米大統領選挙と英国のEU離脱国民投票をきっかけに、デジタル広告事業者と民主主義の熾烈な戦いが繰り広げられている。11月6日に迫った米国の中間選挙でも既にSNS(交流サイト)上で、偽情報の拡散が懸念されている。

 この戦いを制すのは、シリコンバレーか民主主義か。英下院・特別委員会のデーミアン・コリンズ委員長に引き続き聞く。

EU離脱に関する国民投票は「乗っ取られた」と感じますか?

コリンズ委員長:乗っ取られたとは言えませんが、ロシアの機関が国民投票の際、英国の有権者に接触する意思があった、とは言えるでしょう。

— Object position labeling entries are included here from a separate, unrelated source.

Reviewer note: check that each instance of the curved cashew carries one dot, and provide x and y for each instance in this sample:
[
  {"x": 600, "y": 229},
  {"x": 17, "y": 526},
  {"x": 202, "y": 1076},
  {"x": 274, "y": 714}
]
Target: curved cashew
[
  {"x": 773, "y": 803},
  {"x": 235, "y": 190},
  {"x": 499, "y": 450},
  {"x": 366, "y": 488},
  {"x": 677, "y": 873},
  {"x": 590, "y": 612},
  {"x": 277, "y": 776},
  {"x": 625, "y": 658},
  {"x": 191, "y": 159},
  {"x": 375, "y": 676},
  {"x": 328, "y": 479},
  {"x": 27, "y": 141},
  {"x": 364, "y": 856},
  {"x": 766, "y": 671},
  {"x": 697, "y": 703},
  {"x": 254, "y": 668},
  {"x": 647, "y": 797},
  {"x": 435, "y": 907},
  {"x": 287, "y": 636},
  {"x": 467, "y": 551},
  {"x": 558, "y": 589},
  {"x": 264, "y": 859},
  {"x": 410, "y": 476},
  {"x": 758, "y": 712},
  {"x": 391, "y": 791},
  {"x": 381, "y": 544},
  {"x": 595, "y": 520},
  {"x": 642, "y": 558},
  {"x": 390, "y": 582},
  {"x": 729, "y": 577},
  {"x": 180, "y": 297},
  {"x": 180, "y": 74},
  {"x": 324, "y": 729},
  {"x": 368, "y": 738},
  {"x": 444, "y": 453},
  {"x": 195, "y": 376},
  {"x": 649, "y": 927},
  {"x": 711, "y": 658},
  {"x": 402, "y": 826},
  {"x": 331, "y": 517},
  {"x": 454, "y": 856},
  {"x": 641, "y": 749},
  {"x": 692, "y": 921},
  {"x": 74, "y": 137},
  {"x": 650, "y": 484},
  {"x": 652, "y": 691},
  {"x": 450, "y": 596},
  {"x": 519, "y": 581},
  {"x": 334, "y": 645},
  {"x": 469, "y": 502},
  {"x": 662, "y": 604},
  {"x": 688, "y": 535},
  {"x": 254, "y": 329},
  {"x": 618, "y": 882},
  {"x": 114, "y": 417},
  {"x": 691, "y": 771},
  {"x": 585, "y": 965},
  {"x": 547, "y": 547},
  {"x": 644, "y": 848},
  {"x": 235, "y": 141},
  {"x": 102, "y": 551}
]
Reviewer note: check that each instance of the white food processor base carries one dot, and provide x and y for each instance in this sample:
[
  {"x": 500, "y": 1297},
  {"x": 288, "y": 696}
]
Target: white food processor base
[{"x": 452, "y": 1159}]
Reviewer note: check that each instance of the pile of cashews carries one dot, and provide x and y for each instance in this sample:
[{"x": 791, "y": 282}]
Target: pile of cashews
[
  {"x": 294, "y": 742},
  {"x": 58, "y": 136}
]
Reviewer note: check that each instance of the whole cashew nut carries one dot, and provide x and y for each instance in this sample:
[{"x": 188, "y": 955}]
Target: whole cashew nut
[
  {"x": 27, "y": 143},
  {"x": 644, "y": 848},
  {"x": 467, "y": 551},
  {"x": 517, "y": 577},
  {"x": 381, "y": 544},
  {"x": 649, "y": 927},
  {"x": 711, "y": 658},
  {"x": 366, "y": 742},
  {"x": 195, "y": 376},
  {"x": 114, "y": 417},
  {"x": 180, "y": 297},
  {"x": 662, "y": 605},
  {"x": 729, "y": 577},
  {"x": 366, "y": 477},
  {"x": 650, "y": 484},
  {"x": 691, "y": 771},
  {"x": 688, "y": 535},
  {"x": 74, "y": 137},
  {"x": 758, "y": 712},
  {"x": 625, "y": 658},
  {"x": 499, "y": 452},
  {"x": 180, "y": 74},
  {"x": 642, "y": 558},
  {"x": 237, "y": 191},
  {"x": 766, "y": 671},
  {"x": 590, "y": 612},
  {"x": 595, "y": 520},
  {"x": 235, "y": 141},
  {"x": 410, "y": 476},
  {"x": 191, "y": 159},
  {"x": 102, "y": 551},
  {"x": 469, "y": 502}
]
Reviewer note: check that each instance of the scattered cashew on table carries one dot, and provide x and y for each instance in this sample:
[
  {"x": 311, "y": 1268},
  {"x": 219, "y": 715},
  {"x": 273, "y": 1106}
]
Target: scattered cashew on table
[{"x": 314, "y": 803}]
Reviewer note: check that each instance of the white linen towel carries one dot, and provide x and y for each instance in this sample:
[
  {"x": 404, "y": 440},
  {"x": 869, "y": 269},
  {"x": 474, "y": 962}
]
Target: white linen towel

サンクトペテルブルクの複数の機関を発信元とした、幾万もの偽ツイッターアカウントが、EU離脱支持のプロパガンダを流していたという、多くの研究がなされています。

 フェイスブック(以下FB)に関しては、まだデータに関する研究が出ておらず、この事実を証明する証拠が少ないのですが、さらなる事実が浮き彫りになるかもしれません。ですから、介入の意思はあったと思いますが、どの程度の影響力があったかは不明です。

 これに関連したもう一つの問題は、離脱派の公式団体の資金の使い方です。そこでも違法行為があったのか、現在選挙管理委員会が調査を続けています。

コリンズ委員長は米FBIとも密接に連携しています。米国の中間選挙ではどんなことが起きていますか?

コリンズ委員長:米中間選挙では、(2016年の)大統領選と同様の、ロシアの介入が起きないよう、注力されています。未だに、大統領選における介入の度合いは全て明らかになっていません。

 公的な情報では、ごく少数のFBアカウントが基盤となっており、これらが大量の広告を流す役割を担っていました。実際は、これよりもはるかに多いのかもしれません。

 米国では選挙を守るため、ロシアの介入ネットワークを特定し、これを正しいタイミングで破壊する目的があります。選挙戦に際し、有権者が見るもの、聞くものに影響を及ぼそうとする外的組織がいるのであれば、損害を最小限に留め、影響させないようにしています。

 FBは政治的メッセージや広告に関し、新しい規制を発表しました。そして、政治的な広告を流す組織に対し、その存在を明らかにさせ、さらには過去の実績をユーザーが見られるようにするという、新たな責任を課すことを決めました。中間選挙までに何か起きるか、選挙介入はあるのか。非常に注目され、関心は高いと思います。